The UK is set to pass legislation allowing driverless cars on our roads by 2026. The Automated Vehicles Act includes a section called,  bans companies from exaggerating the self driving capabilities of their vehicles.

Meanwhile, London-based startup Wayve is raising $1 billion to put its self-driving software into modern cars. The funding will come from existing investors including Microsoft Corp., Nvidia Inc. and Softbank Group Corp.


UK Manufacturing rebounded in May, a closely-watched survey showed on Thursday. The latest S&P Global flash UK manufacturing PMI came in at 51.3, up from 49.1 in April and a 22-month high. The output index also pushed into positive territory, rising to a 25-month high of 52.7 from April’s 49.4.

Johnson Matthey

Johnson Matthey said it remained ‘well positioned’ to tackle market dynamics despite seeing annual profit hit by falling precious metals prices. In the year ending March, the London-based chemicals maker said pretax profit for continuing operations profit fell 52% to £164 million from £344 million. Adjusted pretax profit for continuing operations fell 19% to £328 million from £404 million.
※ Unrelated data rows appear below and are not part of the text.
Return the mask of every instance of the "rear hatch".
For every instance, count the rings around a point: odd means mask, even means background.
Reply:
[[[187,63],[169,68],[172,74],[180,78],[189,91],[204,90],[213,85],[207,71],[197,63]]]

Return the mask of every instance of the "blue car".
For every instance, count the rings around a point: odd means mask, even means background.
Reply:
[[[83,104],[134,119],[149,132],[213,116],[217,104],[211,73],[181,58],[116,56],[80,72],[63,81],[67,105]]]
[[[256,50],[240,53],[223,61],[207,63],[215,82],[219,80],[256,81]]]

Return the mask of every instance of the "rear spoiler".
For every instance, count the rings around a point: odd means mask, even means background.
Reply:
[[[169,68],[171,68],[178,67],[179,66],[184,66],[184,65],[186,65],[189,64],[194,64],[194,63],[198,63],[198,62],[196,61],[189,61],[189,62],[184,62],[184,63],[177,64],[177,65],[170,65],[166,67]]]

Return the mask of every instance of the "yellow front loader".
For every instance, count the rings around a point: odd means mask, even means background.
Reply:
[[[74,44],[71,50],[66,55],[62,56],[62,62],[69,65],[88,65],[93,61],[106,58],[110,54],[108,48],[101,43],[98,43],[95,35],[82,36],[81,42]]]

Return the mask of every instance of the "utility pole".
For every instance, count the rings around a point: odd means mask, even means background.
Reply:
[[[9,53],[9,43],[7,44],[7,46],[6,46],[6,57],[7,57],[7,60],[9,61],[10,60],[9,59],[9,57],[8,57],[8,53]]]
Revenue fell 14% to £12.84 billion from £14.93 billion.

House prices climb by 0.7%

House prices in the UK have increased by 0.7% in March, marking the first annual increase since June last year. The average UK home is now worth £283,000, up 1.8% compared to last year. New-build prices have risen by 17% in the past year, while existing homes have fallen by 1.8%. Scotland and Northern Ireland have seen the highest price increases at 6.7% and 4% respectively, while London has experienced a 3.4% decrease. In Yorkshire and the Humber, prices rose by 5%. The data from the Office for National Statistics is based on sold prices and comes with a time lag.